AI Assistants Are Inventing Fake Web Addresses — and Criminals Are Buying Them Up
Researchers at Palo Alto Networks found that AI tools routinely make up plausible-sounding website addresses that don't exist. Criminals are registering those addresses before anyone notices — and one already built a full fraud operation using the same AI trick.

Key points
- Palo Alto Networks' Unit 42 published research on 30 June identifying 250,000 fake web addresses invented by AI tools across 685,339 queries to two AI models.
- The 913 brands studied also had 13,220 confirmed malicious URLs already circulating alongside the AI-generated ones.
- In one documented case, criminals registered a flagged fake address 23 days after researchers first spotted it, then used it to steal login credentials.

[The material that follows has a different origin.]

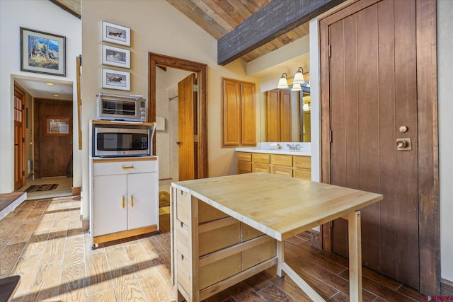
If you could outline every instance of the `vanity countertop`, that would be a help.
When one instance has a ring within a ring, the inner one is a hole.
[[[234,149],[236,152],[265,153],[270,154],[298,155],[304,156],[311,156],[310,143],[278,143],[280,149],[270,149],[270,144],[275,143],[258,143],[256,147],[238,147]],[[287,144],[292,146],[299,145],[297,150],[289,150]]]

- The criminals used an AI coding assistant to build the entire fraud kit — including copying real shop pages and setting up a hidden channel to collect stolen data.
- Security researchers warn the threat could eventually reach a point where no human click is needed at all, as AI systems act on bad recommendations automatically.
When you ask an AI assistant for help — finding a company's website, looking up a banking portal, or integrating a software tool — it sometimes invents a web address that sounds completely plausible but does not actually exist. Researchers call this "hallucination," the tendency of large language models (AI systems trained on enormous amounts of text) to confidently produce wrong answers.
Criminals have spotted the pattern.
A report from Palo Alto Networks' Unit 42 security research team, published 30 June, shows attackers are now systematically querying AI tools to find the fake addresses those tools generate most often, then registering those addresses as real websites. The tactic has a name: phantom squatting.
How does phantom squatting actually work?
The attack follows a straightforward four-step loop. Criminals probe AI tools with questions about real brands. They note which invented web addresses appear repeatedly. They register those addresses — a process that costs just a few dollars per domain. Then they park malicious content there and wait for someone, or something, to follow the AI's recommendation.
"It's cheap, repeatable, and scalable, which is what actually makes an attack dangerous," Johan Edholm, a security engineer and co-founder at web-security firm Detectify, told Dark Reading, which first reported the research.
The tactic is related to typosquatting — where criminals register addresses like "gooogle.com" to catch people who mis-type popular sites. The difference is that phantom squatting does not wait for a human to make a typo. It waits for an AI to invent a convincing fake, then directs users there directly.
That makes it harder to catch. Security teams normally watch for slight variations on known brand names. A freshly registered address that an AI invented from scratch sits outside those watchlists entirely.
Unit 42 tracked one case from start to finish. Researchers flagged a fake postal-service shopping address as high-risk. Twenty-three days later, criminals registered it. Behind it they had already built a complete phishing kit — a convincing copy of a real online shop designed to steal customers' usernames and passwords. They used an AI coding assistant to scrape the genuine storefront, build the fake site's backend, and set up a Telegram channel (a messaging app) to quietly receive stolen login details. The kit was called "Montana Empire."
Both the researchers who spotted the fake address and the criminals who exploited it arrived at the same domain through the same mechanism: asking an AI what a postal service's shopping site would probably be called.
The deeper worry is scale. Because AI assistants now sit inside company software, customer-service tools, and developer environments, a bad recommendation no longer needs a human to click a link. An automated system could follow the AI's advice and send real data to a criminal's server without anyone noticing.
What organisations should do now
Edholm's practical advice breaks down to four steps: verify any web address an AI recommends against official documentation before acting on it; restrict AI tools from connecting freely to addresses they have not been explicitly approved to reach; limit what data those AI systems can access; and treat an AI's confident-sounding recommendation as a starting point for a check, not as a green light.
For staff who use AI assistants day to day, the same principle applies: if an AI gives you a web address you have not seen before, look it up independently before you log in or share anything.